A First Look at the ‘Beta’ ESP32-S2 Development Kits

Alasdair Allan
3 min readSep 22, 2019

Announced back in May by Espressif, engineering samples of the new ESP32-S2 silicon started shipping to community members in July. Since then both modules and beta developer kits have been making their way out into the community, and I recently managed to get my hands on one, an ESP32-S2 Beta-DevKitC V1.1.

Time for some quick first impressions?

ESP32-S2 Beta-DevKitC V1.1 on my desk. (📷: Alasdair Allan)

The new ESP32-S2 sits between the ESP8266 and the current ESP32 in the Espressif product line. Although far more powerful than the ESP8266, the new ESP32-S2 has only a single core to the original ESP32's two.

Whereas the ESP32 has a dual core Xtensa LX6 processor running at 240 MHz, the single core of the ESP32-S2 is a newer Tensilica Xtensa LX7. While it also runs at 240MHz the newer processors should be capable of more floating point operations per cycle, which may go some way to help to make up some of that difference. But for most people, the biggest change is the addition of USB support, with the ESP32-S2 offering support for full-speed USB OTG.

However the current engineering samples shipping to the community aren’t quite ready yet, and software support is still being developed ahead of the final ESP32-S2 release later in the year.

While the new ESP-S2 is now supported in a development branch of the ESP-IDF, the official Espressif development framework, there isn’t yet any support either for time-of-flight (ToF) measurements with normal Wi-Fi packets, or for full-speed USB OTG. There also isn’t any support for hardware security features, or the on chip cryptographic accelerator.

“ESP32-S2 has several dedicated hardware security features. Cryptographic accelerators are integrated, thus providing AES, SHA and RSA algorithms. Additional hardware security features are provided by the RNG, HMAC and Digital Signature modules, as well as flash encryption and secure boot signature verification. These characteristics allow the device to meet stringent security requirements.”

The absence of support at this point in the development process for the new hardware security features could be a big deal for anyone wanting to build a prototype around the new chip.

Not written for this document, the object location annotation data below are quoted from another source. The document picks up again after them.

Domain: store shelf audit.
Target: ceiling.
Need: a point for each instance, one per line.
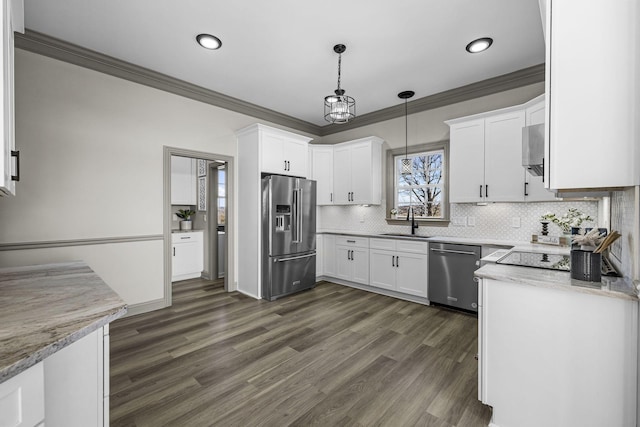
(278, 54)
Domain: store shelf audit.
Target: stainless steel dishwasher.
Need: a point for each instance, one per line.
(451, 268)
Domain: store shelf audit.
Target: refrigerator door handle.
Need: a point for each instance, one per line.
(294, 258)
(297, 217)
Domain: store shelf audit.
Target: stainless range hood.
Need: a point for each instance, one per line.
(533, 149)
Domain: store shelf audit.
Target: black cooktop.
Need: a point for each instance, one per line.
(537, 260)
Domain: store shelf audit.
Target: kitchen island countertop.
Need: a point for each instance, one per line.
(45, 308)
(614, 287)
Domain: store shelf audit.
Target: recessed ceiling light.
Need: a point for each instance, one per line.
(208, 41)
(479, 45)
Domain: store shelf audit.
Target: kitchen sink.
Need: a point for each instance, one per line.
(405, 235)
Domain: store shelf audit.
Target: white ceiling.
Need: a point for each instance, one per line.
(278, 54)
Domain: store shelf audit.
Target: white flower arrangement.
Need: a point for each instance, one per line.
(573, 218)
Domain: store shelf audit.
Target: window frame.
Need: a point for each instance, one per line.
(391, 190)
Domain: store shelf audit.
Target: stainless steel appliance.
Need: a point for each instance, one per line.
(288, 235)
(451, 268)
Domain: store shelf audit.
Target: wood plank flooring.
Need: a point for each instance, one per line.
(332, 356)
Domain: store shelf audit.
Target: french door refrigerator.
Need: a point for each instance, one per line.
(288, 235)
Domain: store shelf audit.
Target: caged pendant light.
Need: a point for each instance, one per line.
(339, 108)
(406, 162)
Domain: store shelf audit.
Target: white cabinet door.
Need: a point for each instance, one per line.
(329, 256)
(535, 190)
(382, 269)
(360, 261)
(22, 398)
(594, 98)
(12, 20)
(183, 181)
(503, 177)
(412, 274)
(466, 181)
(362, 174)
(74, 383)
(296, 155)
(187, 256)
(344, 267)
(342, 175)
(272, 154)
(322, 173)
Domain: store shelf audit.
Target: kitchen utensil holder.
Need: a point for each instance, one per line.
(586, 265)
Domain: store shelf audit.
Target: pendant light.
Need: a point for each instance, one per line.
(406, 162)
(339, 108)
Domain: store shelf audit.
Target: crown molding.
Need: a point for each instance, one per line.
(58, 49)
(514, 80)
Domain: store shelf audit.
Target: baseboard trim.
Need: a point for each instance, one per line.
(145, 307)
(77, 242)
(386, 292)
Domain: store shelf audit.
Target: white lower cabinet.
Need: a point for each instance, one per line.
(573, 354)
(187, 256)
(22, 398)
(399, 265)
(352, 259)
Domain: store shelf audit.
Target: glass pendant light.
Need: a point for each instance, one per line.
(406, 162)
(339, 108)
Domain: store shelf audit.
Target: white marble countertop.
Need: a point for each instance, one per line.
(45, 308)
(614, 287)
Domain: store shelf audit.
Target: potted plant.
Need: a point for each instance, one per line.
(185, 216)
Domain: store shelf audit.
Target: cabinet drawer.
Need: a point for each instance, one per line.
(358, 242)
(412, 247)
(385, 244)
(195, 236)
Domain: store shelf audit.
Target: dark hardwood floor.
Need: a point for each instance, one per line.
(332, 356)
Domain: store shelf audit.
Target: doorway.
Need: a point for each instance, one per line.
(212, 205)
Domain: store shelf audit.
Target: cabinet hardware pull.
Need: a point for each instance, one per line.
(16, 154)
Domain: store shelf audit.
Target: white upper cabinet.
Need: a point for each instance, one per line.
(283, 153)
(535, 190)
(183, 181)
(357, 172)
(486, 158)
(12, 20)
(322, 172)
(593, 97)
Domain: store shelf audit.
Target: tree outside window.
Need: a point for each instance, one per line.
(422, 189)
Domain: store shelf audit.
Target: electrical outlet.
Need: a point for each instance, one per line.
(459, 221)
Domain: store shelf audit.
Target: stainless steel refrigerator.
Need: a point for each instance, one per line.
(288, 235)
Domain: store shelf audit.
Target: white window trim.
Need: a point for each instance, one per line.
(391, 180)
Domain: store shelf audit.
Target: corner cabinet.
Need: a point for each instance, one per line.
(12, 20)
(321, 161)
(486, 158)
(593, 99)
(262, 150)
(357, 172)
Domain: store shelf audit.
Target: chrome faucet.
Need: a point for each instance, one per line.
(414, 224)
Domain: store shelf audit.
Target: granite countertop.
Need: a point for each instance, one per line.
(614, 287)
(45, 308)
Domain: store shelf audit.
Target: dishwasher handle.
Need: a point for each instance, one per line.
(449, 251)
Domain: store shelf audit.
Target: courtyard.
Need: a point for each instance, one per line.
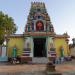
(67, 68)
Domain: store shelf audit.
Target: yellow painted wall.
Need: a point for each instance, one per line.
(58, 42)
(19, 42)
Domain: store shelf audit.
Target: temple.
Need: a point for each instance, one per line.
(39, 43)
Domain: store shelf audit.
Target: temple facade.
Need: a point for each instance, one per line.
(39, 43)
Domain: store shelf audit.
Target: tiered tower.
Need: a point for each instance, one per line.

However going ahead and installing the pre-release toolchain on my MacBook I got things up and working fairly quickly, and was able to get some test code working on my development board without too much trouble. But right now the features I think we’re all interested in aren’t quite there yet.

While product makers are going to be looking hard those hardware security features, my own focus is on the ability to make ToF measurements for indoor positioning.

Since the arrival of Bluetooth LE, there have been a bunch of startups making attempts at using that for positioning, none have really been viable as doing accurate indoor positioning with BLE is just beyond what’s possible with the protocol.

Despite the recent arrival of Ultra-wideband (UWB) in the new Apple iPhone 11, like Bluetooth LE before it, it’s going to be quite a while before the ‘new’ standard becomes common enough that we can rely on it for positioning outside of a few magic tricks inside the heavily locked down Apple ecosphere.

Good support for ToF with standard Wi-Fi could be the answer to that problem, at least in the short to medium term, so I’m going to be watching the feature/esp32s2beta branch of the ESP-IDF to see how it gets rolled out.

The new ESP32-S2 looks like a solid addition to the Espressif range, with some interesting features, although firmware support for the most interesting is still in the works. While there isn’t any official news to pass on regarding either pricing, or production time lines, quite yet it looks like we’re getting pretty close. If you’ve been waiting for the ESP32-S2, it’s coming soon.